Lecture 15: Abstracting over types

8.10

Lecture 15: Abstracting over types

Working with generic types, abstracting over types

15.1 The need for more abstraction

A few weeks ago, in Lecture 5: Methods for self-referential lists, we implemented methods on Books and ILoBooks to answer some simple questions:

Produce the list of all Books published before a given year
Sort this list of Books by their authors’ names

These methods were neatly structurally recursive, and were the translation to Java of functions we had written in 1114 before.

But they weren’t particularly reusable: if we wanted to sort a list of Books by their prices, or produce a list of Books written by a particular author, we’d have to implement these methods a second time, with slightly different names and slightly different signatures and slightly different code, that nevertheless did nearly exactly the same thing as the original methods.

In the past two lectures, we’ve seen how to use function objects to generalize these two questions:

Produce the list of all Books that satisfy the given IBookPredicate predicate
Sort this list of Books by the given IBookComparator comparison function

Now we only have to implement these methods once, and we can create as many classes as we’d like that implement IBookPredicate or IBookComparator—one class for each particular predicate or sorting order we’d like—to use with these methods.

But again these methods and interfaces aren’t reusable enough: if we’d like to sort a list of Runners, or a list of Circles, or a list of ancestry trees, we’d have to re-implement these methods in each ILoWhatever interface, and define new predicate and comparator interfaces (IRunnerPredicate, ICircleComparator, etc.) that have slightly different names and slightly different signatures, but nearly identical purposes.

Do Now!
Write out explicitly the predicate and comparator interfaces for Runners and Authors.

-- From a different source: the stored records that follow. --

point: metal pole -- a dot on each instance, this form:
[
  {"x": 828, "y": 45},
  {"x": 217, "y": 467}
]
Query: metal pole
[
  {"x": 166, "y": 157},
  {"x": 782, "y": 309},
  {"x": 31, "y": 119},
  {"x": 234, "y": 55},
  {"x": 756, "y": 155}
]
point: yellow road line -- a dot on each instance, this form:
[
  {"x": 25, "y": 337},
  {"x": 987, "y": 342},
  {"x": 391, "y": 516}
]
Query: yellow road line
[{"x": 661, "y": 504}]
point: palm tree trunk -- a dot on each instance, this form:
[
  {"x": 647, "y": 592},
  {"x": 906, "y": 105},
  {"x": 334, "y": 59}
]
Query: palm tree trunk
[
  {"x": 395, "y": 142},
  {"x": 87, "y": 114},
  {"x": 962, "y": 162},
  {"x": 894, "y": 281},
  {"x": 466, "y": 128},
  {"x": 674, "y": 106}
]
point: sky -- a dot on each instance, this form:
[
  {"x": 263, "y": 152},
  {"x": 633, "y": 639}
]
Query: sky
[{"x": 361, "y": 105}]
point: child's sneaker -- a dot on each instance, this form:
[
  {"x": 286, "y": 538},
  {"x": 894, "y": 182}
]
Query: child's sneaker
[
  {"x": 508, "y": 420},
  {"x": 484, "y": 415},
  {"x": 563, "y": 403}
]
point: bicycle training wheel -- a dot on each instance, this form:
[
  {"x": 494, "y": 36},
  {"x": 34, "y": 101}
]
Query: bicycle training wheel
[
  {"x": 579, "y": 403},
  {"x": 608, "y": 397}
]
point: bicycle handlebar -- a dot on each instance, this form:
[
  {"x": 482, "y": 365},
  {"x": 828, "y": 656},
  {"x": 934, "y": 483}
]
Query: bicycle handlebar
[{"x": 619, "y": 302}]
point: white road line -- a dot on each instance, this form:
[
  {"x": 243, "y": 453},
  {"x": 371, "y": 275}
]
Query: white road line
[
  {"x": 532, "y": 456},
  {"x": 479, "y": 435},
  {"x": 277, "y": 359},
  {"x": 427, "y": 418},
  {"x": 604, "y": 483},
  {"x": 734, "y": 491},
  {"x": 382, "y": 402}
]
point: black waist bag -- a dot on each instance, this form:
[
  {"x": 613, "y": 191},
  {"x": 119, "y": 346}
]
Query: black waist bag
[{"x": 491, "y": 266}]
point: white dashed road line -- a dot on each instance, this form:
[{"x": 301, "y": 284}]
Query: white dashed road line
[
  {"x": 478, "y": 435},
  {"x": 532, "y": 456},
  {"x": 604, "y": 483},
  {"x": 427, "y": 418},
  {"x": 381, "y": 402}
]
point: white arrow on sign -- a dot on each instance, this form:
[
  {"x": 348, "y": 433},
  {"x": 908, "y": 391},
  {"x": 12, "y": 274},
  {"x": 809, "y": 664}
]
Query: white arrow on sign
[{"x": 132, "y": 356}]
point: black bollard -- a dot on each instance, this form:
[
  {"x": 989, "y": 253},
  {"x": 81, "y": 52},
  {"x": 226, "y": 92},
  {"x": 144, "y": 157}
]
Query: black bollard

What to do? Whenever we encounter such duplication, we know that the design recipe for abstraction suggests we find the parts that stay the same and find the parts that vary, and abstract away the parts that vary.

Do Now!
What varies between the interfaces you just defined?

15.2 Introducing generics

The only differences between an IRunnerPredicate and an IBookPredicate are their names, and the type of the argument supplied to the apply methods:

interface IBookPredicate {
boolean apply(Book b);
}
interface IRunnerPredicate {
boolean apply(Runner r);
}

We need a mechanism to express abstraction over this type, to define a general-purpose IPred interface that describes predicates over any particular type. In Java, such abstractions are known as generics, because they generalize away from specific types. We define a simple generic interface as follows:

interface IPred<T> {
boolean apply(T t);
}

Typical Java convention is to use T to be the name of an arbitrary type, and if additional type parameters are needed, they are often named U, V, or S (simply because those letters are near T in the alphabet).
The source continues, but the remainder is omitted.